Paul Zoby, CEO of American Energy Assets, originally emailed Nedell for her input, forwarding the response he received to Councilwoman Black that same day.
“Kendra – See the response below. This is typical of feedback I’m getting across the efficiency and sustainability sector. We can support the goal, but not the approach,” Zoby wrote.
Broader Business Community
The business community itself, including contractors, hotel and restaurant associations, local unions, realtors, and Xcel Energy, the city’s utility, wrote to Denver City Council in a coalition letter on August 12, calling for a more robust stakeholder process for what would be an unprecedented tax on businesses by a major U.S. city.
“We strongly support efforts to address climate change and our collective groups have been working positively on a number of recent climate issues in the City. However, we believe this significant and costly proposal should at the very minimum undergo a full and transparent City Council process to ensure it is adequately analyzed before being referred to Denver voters,” the coalition wrote.

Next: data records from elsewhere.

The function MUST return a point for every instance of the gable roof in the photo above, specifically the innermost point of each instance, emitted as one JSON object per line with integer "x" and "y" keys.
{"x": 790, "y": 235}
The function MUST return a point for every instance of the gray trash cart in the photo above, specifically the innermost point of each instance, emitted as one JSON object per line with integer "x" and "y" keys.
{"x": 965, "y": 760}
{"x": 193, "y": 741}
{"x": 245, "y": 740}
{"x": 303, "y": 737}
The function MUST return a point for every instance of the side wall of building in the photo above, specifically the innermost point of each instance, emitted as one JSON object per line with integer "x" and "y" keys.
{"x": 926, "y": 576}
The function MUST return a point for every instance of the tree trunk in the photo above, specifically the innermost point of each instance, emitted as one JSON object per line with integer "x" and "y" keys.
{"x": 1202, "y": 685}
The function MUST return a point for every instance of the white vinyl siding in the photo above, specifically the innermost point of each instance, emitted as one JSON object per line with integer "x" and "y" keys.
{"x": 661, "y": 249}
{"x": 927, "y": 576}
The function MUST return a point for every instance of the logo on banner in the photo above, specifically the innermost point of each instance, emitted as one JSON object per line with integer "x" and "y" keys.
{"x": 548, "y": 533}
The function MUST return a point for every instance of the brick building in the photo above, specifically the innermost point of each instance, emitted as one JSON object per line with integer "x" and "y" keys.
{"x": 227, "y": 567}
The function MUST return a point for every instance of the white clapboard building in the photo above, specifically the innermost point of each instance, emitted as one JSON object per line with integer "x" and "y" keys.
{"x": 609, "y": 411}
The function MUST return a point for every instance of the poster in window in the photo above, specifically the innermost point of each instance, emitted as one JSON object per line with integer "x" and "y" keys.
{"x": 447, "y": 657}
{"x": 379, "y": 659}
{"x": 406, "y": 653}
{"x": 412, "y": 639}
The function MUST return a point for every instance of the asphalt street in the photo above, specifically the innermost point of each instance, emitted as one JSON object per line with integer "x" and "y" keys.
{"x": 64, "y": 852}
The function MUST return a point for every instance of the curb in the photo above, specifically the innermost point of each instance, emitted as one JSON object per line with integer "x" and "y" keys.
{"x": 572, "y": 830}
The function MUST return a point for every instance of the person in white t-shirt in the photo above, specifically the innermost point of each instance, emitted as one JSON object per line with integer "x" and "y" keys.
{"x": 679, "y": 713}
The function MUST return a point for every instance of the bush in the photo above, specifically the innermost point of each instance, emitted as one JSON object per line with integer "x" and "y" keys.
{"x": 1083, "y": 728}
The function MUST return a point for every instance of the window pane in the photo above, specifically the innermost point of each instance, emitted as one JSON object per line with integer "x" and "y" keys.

“As you are aware, an initiative such as the one proposed has never been implemented in any major city in our country. Due to this fact, there are significant unknown impacts, as well as questions and concerns that would benefit from a thorough analysis and discussion from City Council and the community, small businesses and employers that are impacted by this measure,” they added.
Property Managers
Those impacts were illustrated by an August 8 email from Joe Stanoch, Associate at CRL Associates, Inc. in Denver, to Councilwoman Black. According to his calculations for the company’s building, “YTD the tax would cost them $18,608.86 and extrapolated to a yearly total it would add up to $31,897.47,” Stanoch wrote.
In addition to the thousands of dollars in new tax costs, the building owners have already added costs to be environmentally certified as lower emission properties, and the new tax in effect penalizes those efforts, he continued.
“Additionally, as you can see from their site here, they are an ENERGY STAR and LEED Gold certified building so they are already at the top of the industry in terms of energy efficiency. I think that’s what upsetting to a lot of these buildings is that they are already doing everything they can to maximize their energy efficiency, but they’ll still be continually taxed,” Stanoch added.
Other property owners could see annual additional tax costs exceed six figures, according to Stanoch’s analysis.
“We have another building downtown whose tax last year would’ve been $38,299 and we are still running the numbers on others, but there are a few that will likely be over $100,000,” he concluded.
Marijuana Industry Exemptions
Kristi Kelly, Executive Director for the Marijuana Industry Group, emailed Council President Clark on August 13 to express support for alterations in favor of incentives over tax penalties, including exemptions from the electricity tax if the company uses renewable energy or other efficiency measures.
“In order to incentivize companies to be efficient with energy, regardless of size, and to reward those companies that are adopting energy efficient measures, we would like to explore having the tax not apply to companies who 1) receive their energy from a carbon-neutral source or 2) whose energy use is less than the industry benchmark determined by the sustainable energy office,” Kelly wrote.
“We should do what we can to empower businesses to embrace energy saving practices, as such, we’d like to see the ballot language dedicate a percentage certain of the tax revenue to energy savings incentives, including credits and rebates,” Kelly added.